Very well researched and thorough... A welcome feature can be a detailed, exhaustive time line with the intersecting strands of faculty sports and electronic media over the years. An additional bonus that closes the ebook is its helpful bibliographic essay, which functions as being a literature review covering archives, general works, legal issues, and periodic literature and will be referred to as a boon for further research.
(Library Journal )
In addition to the obvious interest sports fans, Play by Play provides an interesting examination of how society handles new innovations and their changes over time, the conditions this agreement cartels attempt to organize, as well as the factors in their success or failure.
(Stanley L. Engerman Journal of Economic History )
Based over a nearly exhaustive investigation in the primary sources, including some fifty archives,... Smith's research makes abundantly clear that the presidents and athletic departments of America's leading education institutions have consistently attemptedto use the media—newspaper, radio, and television—for their own gain.
(Randy Roberts Journal of yank History )
Smith's book provides a mother lode of info for anyone interested in the merger of big-time sports with big-time media... Smith has clearly combined a fan's interest with a scholar's devotion in researching his subject.
(Thomas Alan Holmes Aethlon )
No one knows more than Ronald A. Smith regarding the history of intercollegiate sports in the United States... [ Play-by-Play] offers an extraordinarily detailed historical examination in the relationship among top-flight college sports (principally football), the National Collegiate Athletic Association (NCAA), and television.
(Warren Goldstein American Historical Review )
A well-researched, historical analysis... Provides an often troubling account with the corruptive power of money, broken promises, misguided priorities, crushed dreams and academic compromises.

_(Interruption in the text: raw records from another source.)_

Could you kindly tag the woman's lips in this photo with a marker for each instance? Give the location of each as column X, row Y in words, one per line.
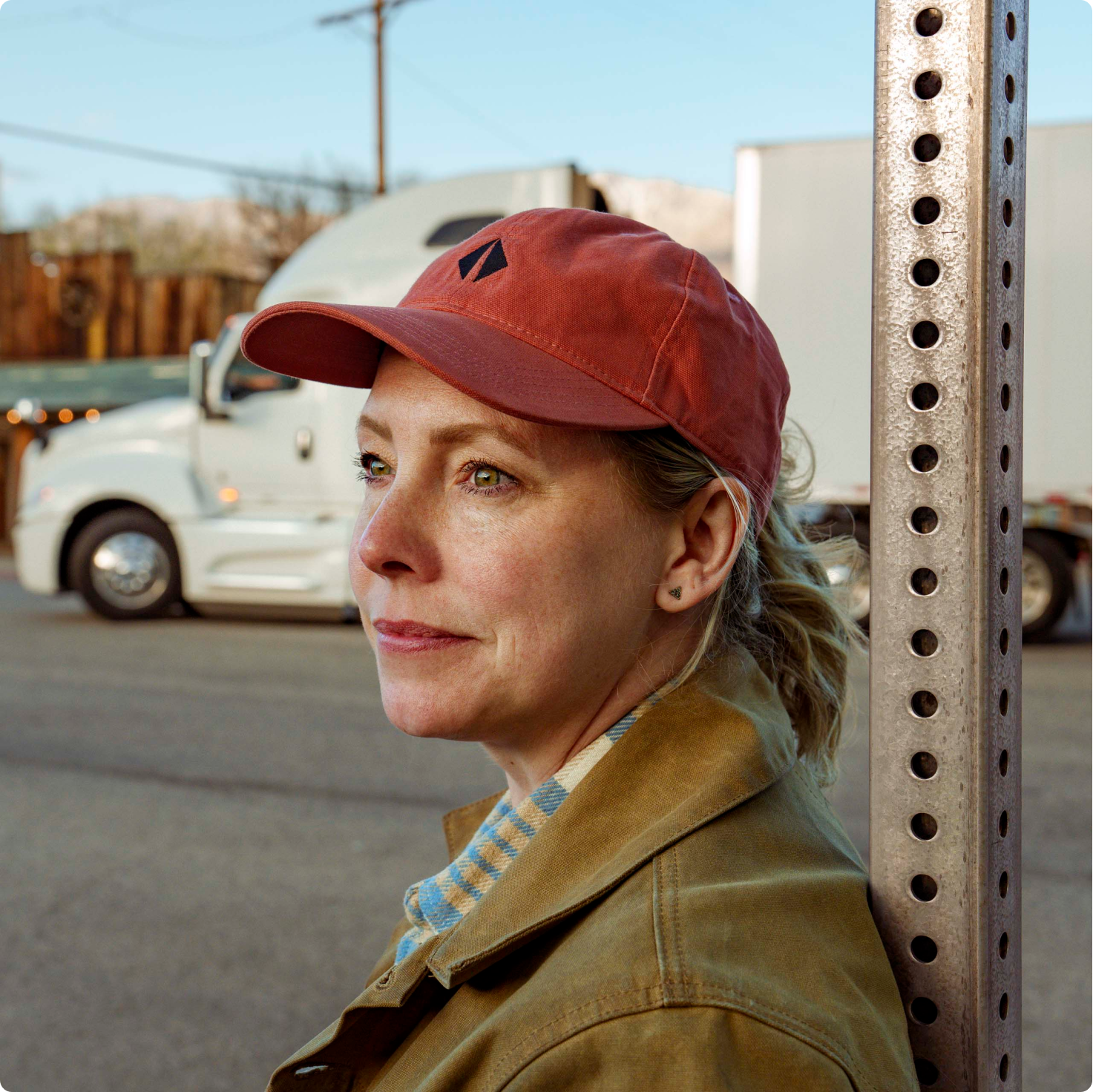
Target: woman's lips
column 402, row 635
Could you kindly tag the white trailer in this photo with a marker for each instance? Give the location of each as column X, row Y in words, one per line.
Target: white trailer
column 802, row 256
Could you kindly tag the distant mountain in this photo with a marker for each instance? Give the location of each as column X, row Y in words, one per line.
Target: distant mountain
column 249, row 238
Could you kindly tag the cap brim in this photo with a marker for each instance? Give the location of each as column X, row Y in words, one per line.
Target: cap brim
column 341, row 344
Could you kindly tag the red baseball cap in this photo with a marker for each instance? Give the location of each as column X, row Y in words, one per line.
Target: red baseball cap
column 566, row 318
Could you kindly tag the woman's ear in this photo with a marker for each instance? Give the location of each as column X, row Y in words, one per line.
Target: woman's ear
column 704, row 545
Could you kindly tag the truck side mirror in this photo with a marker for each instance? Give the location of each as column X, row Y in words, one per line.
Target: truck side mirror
column 200, row 353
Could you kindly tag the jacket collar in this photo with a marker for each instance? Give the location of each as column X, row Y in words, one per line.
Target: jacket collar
column 719, row 739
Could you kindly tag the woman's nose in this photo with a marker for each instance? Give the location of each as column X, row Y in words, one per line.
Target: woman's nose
column 395, row 539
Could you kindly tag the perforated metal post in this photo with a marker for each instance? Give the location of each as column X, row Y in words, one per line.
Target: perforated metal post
column 945, row 701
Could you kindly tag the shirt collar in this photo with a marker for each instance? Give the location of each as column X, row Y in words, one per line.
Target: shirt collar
column 439, row 902
column 718, row 740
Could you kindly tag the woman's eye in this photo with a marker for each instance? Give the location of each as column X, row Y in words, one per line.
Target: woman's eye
column 487, row 477
column 373, row 467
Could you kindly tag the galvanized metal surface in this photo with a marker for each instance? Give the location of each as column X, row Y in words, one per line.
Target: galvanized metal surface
column 945, row 529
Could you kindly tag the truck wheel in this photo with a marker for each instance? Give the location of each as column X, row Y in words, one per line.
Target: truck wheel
column 854, row 584
column 125, row 565
column 1046, row 584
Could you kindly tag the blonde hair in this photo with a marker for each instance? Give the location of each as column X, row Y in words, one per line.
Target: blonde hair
column 778, row 602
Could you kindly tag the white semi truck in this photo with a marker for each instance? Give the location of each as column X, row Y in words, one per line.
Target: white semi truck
column 243, row 494
column 802, row 256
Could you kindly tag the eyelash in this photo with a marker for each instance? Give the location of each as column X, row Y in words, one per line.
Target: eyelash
column 360, row 461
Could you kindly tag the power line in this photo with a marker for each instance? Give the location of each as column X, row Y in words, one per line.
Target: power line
column 379, row 10
column 178, row 159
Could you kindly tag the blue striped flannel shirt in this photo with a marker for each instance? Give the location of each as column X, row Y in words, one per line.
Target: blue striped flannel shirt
column 437, row 903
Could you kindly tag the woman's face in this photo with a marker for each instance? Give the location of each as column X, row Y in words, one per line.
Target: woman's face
column 505, row 577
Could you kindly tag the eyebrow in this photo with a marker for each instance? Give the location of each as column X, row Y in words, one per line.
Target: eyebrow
column 456, row 433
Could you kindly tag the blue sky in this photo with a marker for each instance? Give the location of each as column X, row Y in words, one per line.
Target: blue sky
column 644, row 88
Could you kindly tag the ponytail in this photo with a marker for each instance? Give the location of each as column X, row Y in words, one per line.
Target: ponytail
column 778, row 602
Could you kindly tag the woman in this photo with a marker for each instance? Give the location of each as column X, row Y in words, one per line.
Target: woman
column 577, row 547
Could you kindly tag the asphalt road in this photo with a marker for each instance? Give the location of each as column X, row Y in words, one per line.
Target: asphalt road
column 207, row 826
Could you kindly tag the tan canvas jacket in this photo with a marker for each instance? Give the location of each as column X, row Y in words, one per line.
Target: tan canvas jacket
column 693, row 917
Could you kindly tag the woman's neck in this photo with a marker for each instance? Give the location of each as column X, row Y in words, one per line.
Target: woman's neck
column 528, row 761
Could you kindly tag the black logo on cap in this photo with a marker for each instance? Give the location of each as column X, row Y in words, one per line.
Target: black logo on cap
column 496, row 259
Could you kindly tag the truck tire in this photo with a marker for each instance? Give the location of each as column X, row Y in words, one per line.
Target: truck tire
column 1047, row 583
column 125, row 565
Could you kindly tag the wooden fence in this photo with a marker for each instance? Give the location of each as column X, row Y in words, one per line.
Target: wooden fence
column 91, row 306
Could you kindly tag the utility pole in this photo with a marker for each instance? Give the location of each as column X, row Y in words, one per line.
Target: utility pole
column 378, row 10
column 945, row 705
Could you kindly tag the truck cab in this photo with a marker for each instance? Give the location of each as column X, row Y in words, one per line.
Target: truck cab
column 244, row 494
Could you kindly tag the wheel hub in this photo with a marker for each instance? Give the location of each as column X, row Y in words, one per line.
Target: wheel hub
column 131, row 570
column 1037, row 586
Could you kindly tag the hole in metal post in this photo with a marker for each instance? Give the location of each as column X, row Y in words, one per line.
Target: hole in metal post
column 924, row 396
column 924, row 949
column 924, row 766
column 927, row 148
column 925, row 335
column 924, row 704
column 924, row 582
column 927, row 1073
column 926, row 272
column 924, row 521
column 928, row 85
column 926, row 210
column 928, row 22
column 924, row 458
column 924, row 642
column 924, row 888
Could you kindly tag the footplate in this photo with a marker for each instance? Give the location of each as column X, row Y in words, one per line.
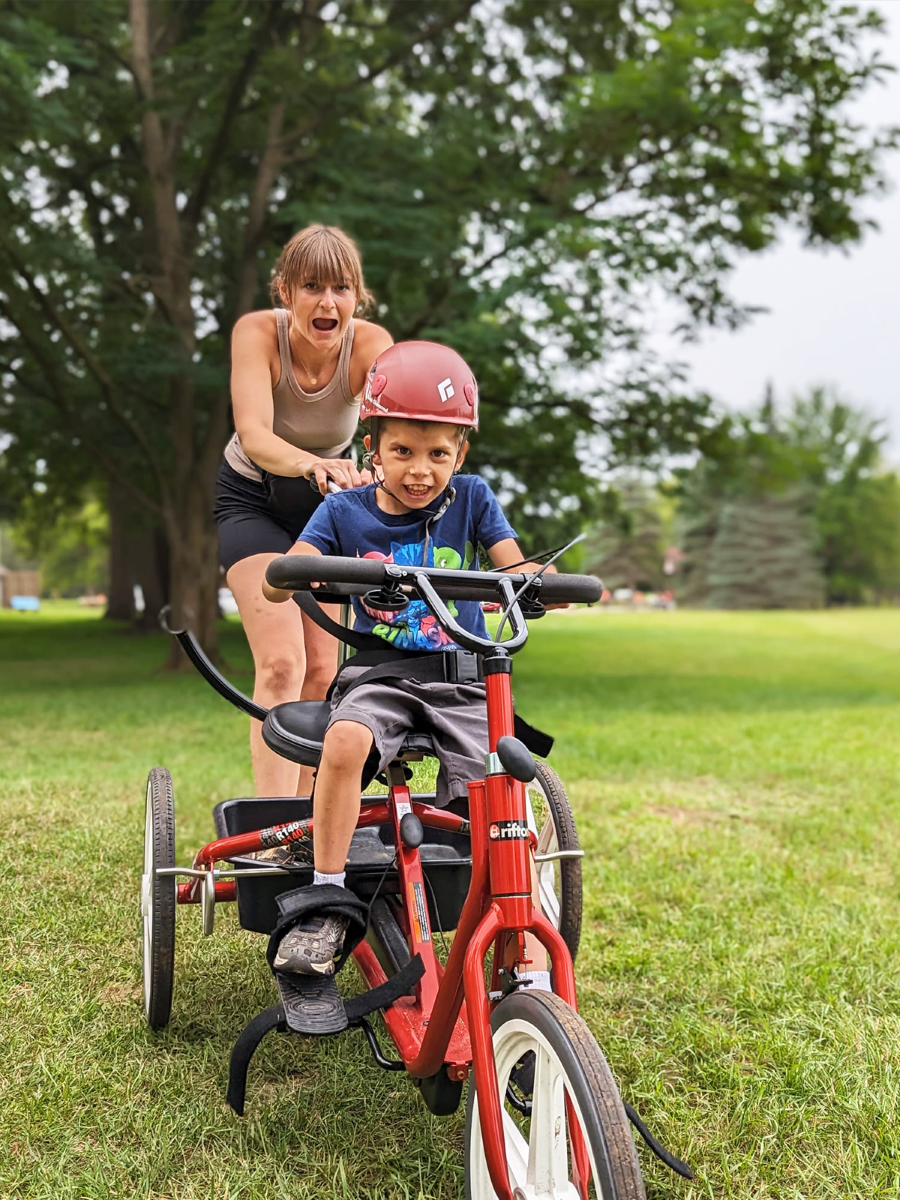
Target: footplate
column 311, row 1003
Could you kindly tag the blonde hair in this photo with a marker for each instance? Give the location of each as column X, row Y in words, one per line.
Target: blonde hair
column 325, row 255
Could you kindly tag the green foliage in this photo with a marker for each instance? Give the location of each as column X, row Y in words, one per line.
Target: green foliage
column 521, row 181
column 763, row 555
column 72, row 546
column 627, row 549
column 791, row 493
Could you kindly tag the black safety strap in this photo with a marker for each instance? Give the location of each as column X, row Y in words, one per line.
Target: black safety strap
column 401, row 984
column 406, row 665
column 358, row 640
column 433, row 669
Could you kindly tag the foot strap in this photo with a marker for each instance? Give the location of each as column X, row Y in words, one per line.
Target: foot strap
column 311, row 1003
column 325, row 899
column 276, row 1018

Not exactly uplifting stuff, but required reading for anyone who wants to gain a larger comprehension of why it's too often factual that concerns about the records of an university's football and basketball teams seem more essential compared to quality of a school's faculty or educating of their students.
(K. Tim Wulfemeyer Journalism and Mass Communication Educator )
Many authors have written celebrations—or diatribes—about the commercialism of college sports. Smith is much more intriquing, notable and effective as they evades the polemics and settles for reconstructing and interpreting a fascinating tale. The episodes and details, the names and places—these are difficult to research, and Smith does it. As a result, his story jumps out in its appeal and interpretation.